It assesses the extent to which wards might conceal pockets of young people in smaller (‘sub-ward’) areas with substantially different rates of young participation. This is assessed nationally, as well as for different regions of the UK, and types of area (urban or rural).

The report also evaluates the construction of POLAR3, explores how this classification relates to other forms of deprivation affecting young people, and looks at variations in the characteristics of HE entrants in 2011-12 from different POLAR3 quintiles [Note 4].

The research found the following:

  • While young participation rates can vary within wards, the majority of the young population are likely to live in sub-ward areas with participation rates that are not substantially different from that of the ward in which they live.
  • Nationally it is estimated that only one in 14 young people living in wards belonging to the most disadvantaged POLAR quintile resides in a smaller sub-ward area which has a young participation rate substantially different from that of the ward in which they live.
  • These findings hold true for different parts of the UK: for example, similar levels of variation are found in Greater London and rural areas.
  • POLAR identifies a specific form of disadvantage – namely, educational disadvantage relating to participation in higher education – that is different from the types of disadvantage identified by other measures. This means that the POLAR classification is not necessarily an appropriate substitute for other measures of disadvantage.

Heather Fry, HEFCE Director (Education, Participation and Students), said:

‘This report confirms POLAR as an appropriate and reliable tool which adds to the richness of the data and evidence available to widening participation practitioners, as they seek to better understand and identify young people who are likely to benefit most from higher education outreach activity.’

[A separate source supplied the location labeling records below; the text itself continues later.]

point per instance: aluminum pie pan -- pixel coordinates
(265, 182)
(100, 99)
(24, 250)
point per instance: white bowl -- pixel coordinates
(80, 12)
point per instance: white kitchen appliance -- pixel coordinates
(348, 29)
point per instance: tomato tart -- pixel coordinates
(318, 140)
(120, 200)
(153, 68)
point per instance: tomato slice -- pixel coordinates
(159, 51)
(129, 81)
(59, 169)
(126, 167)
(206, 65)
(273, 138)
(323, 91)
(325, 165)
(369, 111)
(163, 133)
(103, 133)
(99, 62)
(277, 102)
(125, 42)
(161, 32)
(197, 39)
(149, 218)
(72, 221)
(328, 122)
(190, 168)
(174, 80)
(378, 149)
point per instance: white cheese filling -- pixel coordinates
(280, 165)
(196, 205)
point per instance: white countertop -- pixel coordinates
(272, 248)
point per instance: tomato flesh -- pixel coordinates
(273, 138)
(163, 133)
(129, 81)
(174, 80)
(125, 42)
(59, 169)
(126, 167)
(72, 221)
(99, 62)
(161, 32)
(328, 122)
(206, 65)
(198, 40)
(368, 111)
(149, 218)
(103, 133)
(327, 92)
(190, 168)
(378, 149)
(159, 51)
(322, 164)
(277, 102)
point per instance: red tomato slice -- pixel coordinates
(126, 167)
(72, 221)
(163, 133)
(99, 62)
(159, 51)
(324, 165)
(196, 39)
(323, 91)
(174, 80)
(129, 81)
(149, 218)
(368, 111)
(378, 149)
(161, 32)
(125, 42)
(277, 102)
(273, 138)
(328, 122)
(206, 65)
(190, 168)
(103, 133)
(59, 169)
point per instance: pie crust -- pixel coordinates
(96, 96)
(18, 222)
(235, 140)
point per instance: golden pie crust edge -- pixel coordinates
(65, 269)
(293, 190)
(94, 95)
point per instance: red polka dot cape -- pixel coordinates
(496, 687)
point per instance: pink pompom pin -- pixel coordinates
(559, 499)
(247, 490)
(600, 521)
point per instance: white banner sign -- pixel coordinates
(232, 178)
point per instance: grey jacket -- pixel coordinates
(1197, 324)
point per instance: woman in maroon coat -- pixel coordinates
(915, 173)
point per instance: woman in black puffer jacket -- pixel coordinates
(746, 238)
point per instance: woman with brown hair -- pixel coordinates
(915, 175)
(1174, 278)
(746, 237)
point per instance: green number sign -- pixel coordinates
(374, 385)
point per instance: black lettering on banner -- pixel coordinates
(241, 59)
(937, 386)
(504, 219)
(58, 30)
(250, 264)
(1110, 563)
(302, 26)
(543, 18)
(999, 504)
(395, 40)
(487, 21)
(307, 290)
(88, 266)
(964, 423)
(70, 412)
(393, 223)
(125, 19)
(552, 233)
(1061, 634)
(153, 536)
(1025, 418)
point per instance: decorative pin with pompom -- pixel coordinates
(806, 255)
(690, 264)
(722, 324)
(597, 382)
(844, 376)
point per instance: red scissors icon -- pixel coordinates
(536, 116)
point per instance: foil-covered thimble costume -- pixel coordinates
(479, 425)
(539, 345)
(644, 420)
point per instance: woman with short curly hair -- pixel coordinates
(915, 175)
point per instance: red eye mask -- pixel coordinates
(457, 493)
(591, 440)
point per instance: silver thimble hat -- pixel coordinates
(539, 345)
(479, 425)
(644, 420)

  1. The report, ‘Further information on POLAR3: An analysis of geography, disadvantage and entrants to higher education’ (HEFCE 2014/01), is available. POLAR is a UK-wide area-based measure that groups geographical areas according to the proportion of young people living in them who participate in HE by the age of 19. This is known as the ‘young participation rate’. The POLAR classification is used for a variety of purposes, including the monitoring of local and national patterns of young HE participation.
  2. The areas considered in POLAR3 are 2001 census area statistics wards, referred to as ‘census wards’ in the report.
  3. Disadvantage and advantage are here measured according to POLAR3 quintiles.
  4. This analysis includes data from the Individualised Learner Record in addition to Higher Education Statistics Agency data, so that young entrants studying HE in further education colleges in England can be included.
  5. The POLAR3 classification is available on the HEFCE website, alongside an interactive map showing the POLAR classifications of all wards across the UK. ‘POLAR3: Young Participation Rates in Higher Education’ (HEFCE 2012/26) gives full details of the POLAR3 methodology along with a detailed analysis of the classification.
  6. ‘Young participation in higher education’ (HEFCE 2005/03) previously examined the suitability of wards as the reporting geography for POLAR. The same publication also investigated the relationship between POLAR and other measures of disadvantage, and how the background characteristics and HE experience of entrants varied across POLAR quintiles. That work focused on entrants to HE during the 1990s, but the POLAR classification has been updated twice since then to include the latest information on HE entrants, most recently in 2012. The purpose of this report is to update and extend previous findings in the light of POLAR3.